Is there a guide or tutorial you’d recommend for someone who hasn’t used ZFS replication before?

bladewdr · July 22, 2024, 9:41pm

mercenary_sysadmin · July 22, 2024, 9:50pm

hey, I know those guys!

mercenary_sysadmin · July 22, 2024, 10:09pm

and in addition to the webinar, if you prefer article-style presentation, this isn’t the worst introduction to replication, especially as compared to rsync: rsync.net: ZFS Replication to the cloud is finally here—and it’s fast | Ars Technica

SinisterPisces · July 23, 2024, 7:42pm

Thank you both. I’ll check these out.

I enjoy videos, but often find articles more useful when I need to refresh myself later.

(Also, I just noticed the typo I left in the topic title. Sorry. )

SinisterPisces · August 18, 2024, 11:42pm

Thanks again for all the help.

I had to step away from this effort for a few weeks, as job hunting has become a priority, but between the video and the article links, I feel really confident about what I need to do to make this work.

Even better, I actually feel like I understand how and why ZFS replication works, whereas before it was magic that I had to twiggle the right mysterious toggles of to get the desired result.

To clarify, the video and articles discuss manipulating ZFS via the CLI via ZFS commands, or more preferably via an orchestrator like Syncoid.

I’m assuming that, since I’m using TrueNAS, I should use its replication task GUI as my orchestration tool and avoid trying to issue direct ZFS replication commands?

mercenary_sysadmin · August 19, 2024, 1:53pm

Up to you. Simple zfs send piped to zfs receive works fine from the truenas cli, but I’m given to understand that installing new packages is kind of a pain unless you set up a container for that. I don’t really know how pleasant-or-not the in-interface tooling is in the truenas UI, myself.

bladewdr · August 19, 2024, 7:39pm

It’s fairly trivial to set up replication in the GUI. The only thing I had to do on the CLI with my TrueNAS box is set ZFS delegation permissions, since the GUI doesn’t support that yet (or at least it didn’t when I set up my replication jobs.)

But yeah it’s pretty much:

create SSH credentials
create replication job, you can do either push or pull.
If you’d like to avoid using a privileged user, you can drop to the shell and issue a few zfs allow commands.

SinisterPisces · August 19, 2024, 10:56pm

Thanks. I’m glad to know the ZFS CLI commands won’t give TrueNAS the vapors.

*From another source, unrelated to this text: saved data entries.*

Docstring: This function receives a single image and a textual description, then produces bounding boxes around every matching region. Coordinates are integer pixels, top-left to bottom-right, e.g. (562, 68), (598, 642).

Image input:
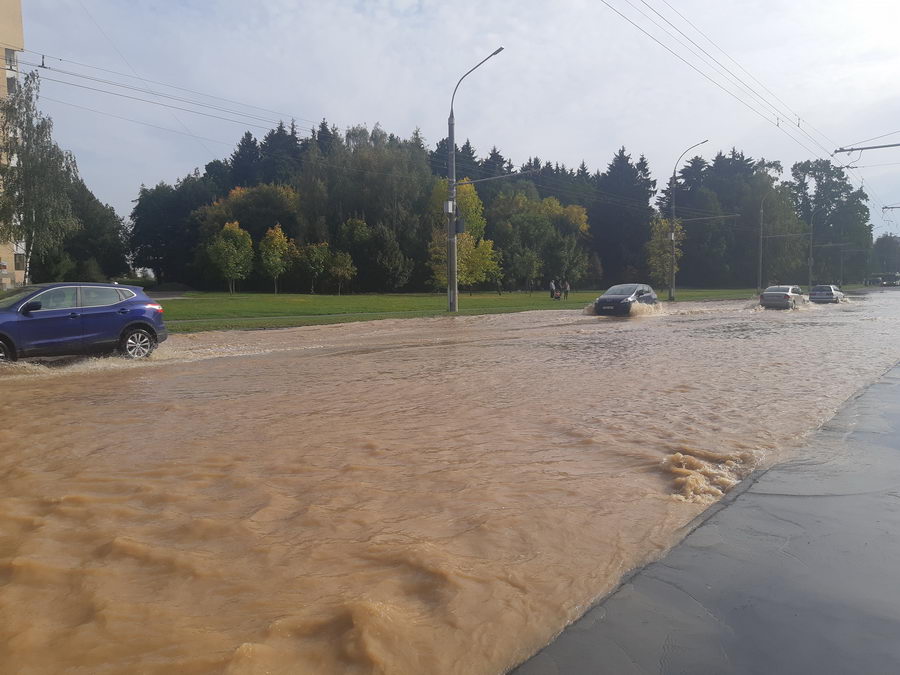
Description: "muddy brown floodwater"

(2, 292), (899, 674)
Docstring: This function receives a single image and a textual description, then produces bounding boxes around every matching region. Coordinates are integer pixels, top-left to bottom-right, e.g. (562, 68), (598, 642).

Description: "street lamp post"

(758, 189), (773, 294)
(669, 139), (708, 301)
(447, 46), (504, 313)
(808, 206), (826, 291)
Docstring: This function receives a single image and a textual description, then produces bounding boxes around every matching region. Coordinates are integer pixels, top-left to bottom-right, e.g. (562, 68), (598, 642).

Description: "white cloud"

(22, 0), (900, 231)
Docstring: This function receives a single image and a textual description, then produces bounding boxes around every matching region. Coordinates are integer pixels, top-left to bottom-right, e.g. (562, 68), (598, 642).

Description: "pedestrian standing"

(549, 279), (556, 299)
(563, 280), (570, 300)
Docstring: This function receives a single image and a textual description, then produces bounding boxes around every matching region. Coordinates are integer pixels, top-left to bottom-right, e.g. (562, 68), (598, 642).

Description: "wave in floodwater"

(582, 301), (666, 316)
(1, 291), (899, 675)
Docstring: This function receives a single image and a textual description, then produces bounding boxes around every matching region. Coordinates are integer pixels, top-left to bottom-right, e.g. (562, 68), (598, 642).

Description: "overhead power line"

(42, 96), (233, 146)
(846, 129), (900, 147)
(657, 0), (838, 152)
(633, 0), (836, 160)
(19, 59), (289, 128)
(598, 1), (892, 221)
(0, 39), (318, 125)
(39, 75), (283, 131)
(74, 0), (214, 155)
(597, 0), (823, 159)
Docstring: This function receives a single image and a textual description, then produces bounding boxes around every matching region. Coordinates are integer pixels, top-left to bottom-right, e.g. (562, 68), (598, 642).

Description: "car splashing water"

(2, 291), (900, 674)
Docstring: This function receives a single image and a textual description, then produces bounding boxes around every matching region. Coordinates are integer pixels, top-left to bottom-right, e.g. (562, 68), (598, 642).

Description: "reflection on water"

(1, 292), (899, 674)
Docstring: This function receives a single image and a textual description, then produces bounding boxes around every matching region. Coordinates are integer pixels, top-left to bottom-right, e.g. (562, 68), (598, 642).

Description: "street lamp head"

(492, 46), (505, 56)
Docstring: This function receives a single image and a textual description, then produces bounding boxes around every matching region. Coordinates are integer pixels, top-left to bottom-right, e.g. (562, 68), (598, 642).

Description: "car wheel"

(120, 327), (156, 359)
(0, 338), (16, 363)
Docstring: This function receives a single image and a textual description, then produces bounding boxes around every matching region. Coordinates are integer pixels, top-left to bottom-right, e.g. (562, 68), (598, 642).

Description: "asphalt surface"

(512, 364), (900, 675)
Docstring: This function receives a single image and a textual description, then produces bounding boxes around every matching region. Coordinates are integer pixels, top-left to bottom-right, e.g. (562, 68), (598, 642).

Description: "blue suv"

(0, 283), (167, 362)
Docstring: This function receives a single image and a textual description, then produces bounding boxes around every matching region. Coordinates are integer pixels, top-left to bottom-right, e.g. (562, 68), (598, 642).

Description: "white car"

(809, 284), (845, 303)
(760, 285), (807, 310)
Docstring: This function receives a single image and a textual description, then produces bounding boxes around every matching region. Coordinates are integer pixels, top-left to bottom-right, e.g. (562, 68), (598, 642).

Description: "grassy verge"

(158, 288), (762, 333)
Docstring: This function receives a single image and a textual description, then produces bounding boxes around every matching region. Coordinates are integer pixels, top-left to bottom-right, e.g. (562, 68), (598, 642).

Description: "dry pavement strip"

(513, 364), (900, 675)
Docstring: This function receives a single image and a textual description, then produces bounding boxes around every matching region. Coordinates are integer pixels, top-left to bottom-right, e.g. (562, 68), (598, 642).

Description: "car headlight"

(621, 297), (634, 303)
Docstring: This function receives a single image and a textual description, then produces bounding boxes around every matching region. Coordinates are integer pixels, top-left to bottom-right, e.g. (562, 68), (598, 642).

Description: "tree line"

(0, 73), (129, 284)
(1, 72), (879, 292)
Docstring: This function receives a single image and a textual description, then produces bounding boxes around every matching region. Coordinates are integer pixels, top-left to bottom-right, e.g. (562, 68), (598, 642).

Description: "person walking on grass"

(563, 280), (570, 300)
(549, 279), (556, 299)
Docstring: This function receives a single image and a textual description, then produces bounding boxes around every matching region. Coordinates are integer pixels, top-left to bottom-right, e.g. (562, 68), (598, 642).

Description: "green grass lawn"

(158, 288), (761, 333)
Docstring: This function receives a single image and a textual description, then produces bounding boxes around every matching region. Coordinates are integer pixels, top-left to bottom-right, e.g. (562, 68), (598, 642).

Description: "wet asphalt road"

(513, 364), (900, 675)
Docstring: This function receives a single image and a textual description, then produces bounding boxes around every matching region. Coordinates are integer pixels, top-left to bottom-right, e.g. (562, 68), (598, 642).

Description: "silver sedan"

(809, 284), (845, 303)
(760, 285), (807, 309)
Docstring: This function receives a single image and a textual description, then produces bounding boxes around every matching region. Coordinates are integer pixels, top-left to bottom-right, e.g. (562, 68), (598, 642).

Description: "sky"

(16, 0), (900, 236)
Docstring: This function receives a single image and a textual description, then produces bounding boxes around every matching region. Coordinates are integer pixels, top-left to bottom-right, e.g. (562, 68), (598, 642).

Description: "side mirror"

(21, 300), (42, 313)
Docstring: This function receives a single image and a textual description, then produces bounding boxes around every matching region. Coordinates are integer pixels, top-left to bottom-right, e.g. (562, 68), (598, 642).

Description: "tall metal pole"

(808, 219), (814, 290)
(807, 206), (825, 291)
(447, 46), (504, 313)
(669, 174), (677, 301)
(840, 247), (845, 285)
(669, 139), (708, 301)
(758, 190), (772, 294)
(448, 110), (457, 311)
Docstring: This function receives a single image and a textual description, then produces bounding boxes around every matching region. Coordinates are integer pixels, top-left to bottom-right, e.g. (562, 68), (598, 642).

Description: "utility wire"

(635, 0), (835, 159)
(602, 1), (890, 221)
(0, 38), (319, 125)
(619, 0), (835, 160)
(597, 0), (823, 159)
(656, 0), (839, 151)
(19, 59), (292, 128)
(846, 129), (900, 147)
(42, 96), (234, 146)
(39, 75), (280, 131)
(75, 0), (212, 155)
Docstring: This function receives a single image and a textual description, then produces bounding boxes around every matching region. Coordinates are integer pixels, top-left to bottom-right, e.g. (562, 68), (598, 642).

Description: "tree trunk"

(337, 280), (342, 296)
(274, 276), (278, 294)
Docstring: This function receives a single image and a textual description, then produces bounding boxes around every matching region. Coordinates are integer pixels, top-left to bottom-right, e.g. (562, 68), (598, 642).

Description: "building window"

(4, 49), (15, 70)
(14, 254), (25, 271)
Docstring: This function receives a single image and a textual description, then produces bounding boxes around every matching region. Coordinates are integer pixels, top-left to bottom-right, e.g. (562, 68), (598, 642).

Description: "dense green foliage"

(0, 72), (876, 292)
(872, 234), (900, 275)
(207, 222), (253, 294)
(1, 73), (130, 283)
(130, 119), (874, 293)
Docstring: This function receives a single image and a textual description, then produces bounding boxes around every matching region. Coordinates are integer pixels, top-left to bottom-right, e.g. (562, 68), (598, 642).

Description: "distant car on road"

(594, 283), (658, 316)
(0, 283), (167, 362)
(760, 285), (807, 310)
(809, 284), (845, 303)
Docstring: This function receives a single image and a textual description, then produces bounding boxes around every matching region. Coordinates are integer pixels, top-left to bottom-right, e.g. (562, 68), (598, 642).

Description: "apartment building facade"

(0, 0), (25, 290)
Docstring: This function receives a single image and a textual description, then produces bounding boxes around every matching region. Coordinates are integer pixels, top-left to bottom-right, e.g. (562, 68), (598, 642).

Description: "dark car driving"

(0, 283), (167, 362)
(594, 283), (658, 316)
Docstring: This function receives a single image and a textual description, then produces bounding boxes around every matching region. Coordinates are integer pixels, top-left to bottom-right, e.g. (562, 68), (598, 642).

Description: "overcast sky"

(18, 0), (900, 236)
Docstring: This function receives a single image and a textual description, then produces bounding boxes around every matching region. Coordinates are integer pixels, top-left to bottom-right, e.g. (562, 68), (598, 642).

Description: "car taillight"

(146, 303), (163, 313)
(784, 294), (790, 299)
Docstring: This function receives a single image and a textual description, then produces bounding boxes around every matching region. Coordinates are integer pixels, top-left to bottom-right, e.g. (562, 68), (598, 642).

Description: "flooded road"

(2, 292), (899, 674)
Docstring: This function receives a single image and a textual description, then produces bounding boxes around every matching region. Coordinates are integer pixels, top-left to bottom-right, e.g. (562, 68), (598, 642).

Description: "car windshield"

(764, 286), (791, 293)
(0, 286), (41, 310)
(811, 285), (832, 292)
(605, 284), (638, 296)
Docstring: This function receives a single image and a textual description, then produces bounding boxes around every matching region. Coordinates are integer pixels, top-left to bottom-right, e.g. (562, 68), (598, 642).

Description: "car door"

(16, 286), (83, 355)
(80, 286), (128, 350)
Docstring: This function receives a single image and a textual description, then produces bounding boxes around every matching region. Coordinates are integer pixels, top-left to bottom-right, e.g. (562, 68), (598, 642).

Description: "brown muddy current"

(2, 292), (900, 674)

I’m very glad I watched the video linked up-thread so I actually know how all this works. I could have learned how to configure TrueNAS without actually underatnding why it was working, which isn’t what I wanted. Relying on magic hidden behind GUIs has gotten me into trouble when I’ve done other Linux things, and this is a lot more mission-critical than any of that was.

… The downside is, now I’ve actually snapshotted and replicated a dataset and a trio of nested datasets from one pool to another, and have not just drank the ZFS kool-aid, but am fully submerged in a vat of it. After having used QNAP’s byzantine interface to transfer data from one storage pool to another, I am enamored. It was so easy and so fast that I wasn’t even sure the snapshot happened at first, and even the replication was significantly faster than rsync–though the TrueNAS UI doesn’t tell you how fast it’s going–I had to pop over and look at disk I/O and add up the individual disk stats to get an idea of the total write speed.

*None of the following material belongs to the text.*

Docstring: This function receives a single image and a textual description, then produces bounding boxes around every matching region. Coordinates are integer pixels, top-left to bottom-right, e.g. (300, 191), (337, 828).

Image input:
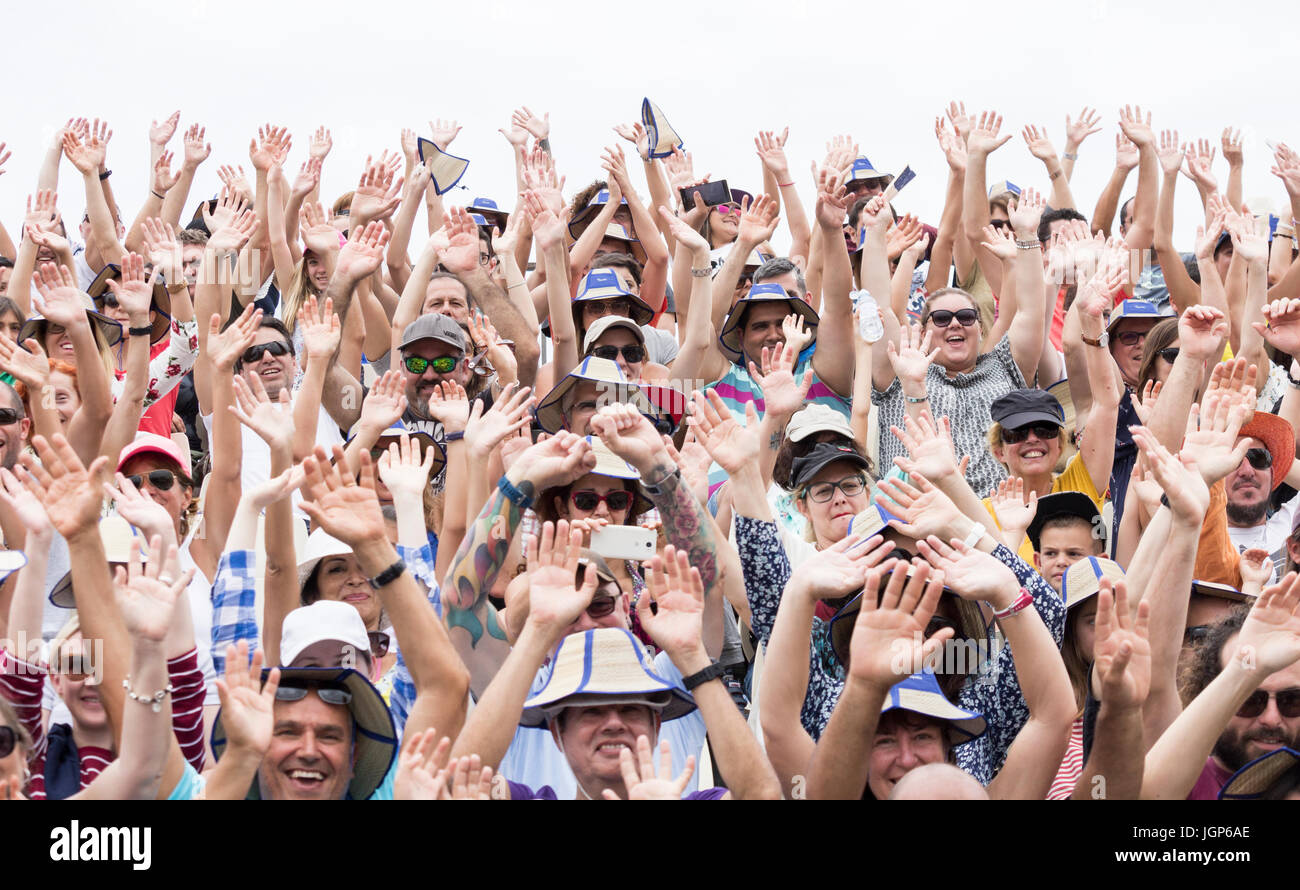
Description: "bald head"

(888, 763), (988, 800)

So, for anyone who finds this later and is using TrueNAS, absolutely watch the video above, and then these two from Tom Lawrence on how to make TrueNAS behave. TrueNAS’ interface makes perfect sense once you’ve done it once, but I’m not sure I’d have figured it out on my own with getting it wrong a few times.

TrueNAS Snapshots:
ZFS Snapshots Explained: How To Protect Your Data From Mistakes, Malware, & Ransomware - YouTube

TrueNAS Replication:
Backup & Recovery Made Easy: TrueNAS ZFS Replication Tutorial - YouTube

Aside: TrueNAS does support SSH+netcat for replication, but it’s in the advanced settings for the replication job.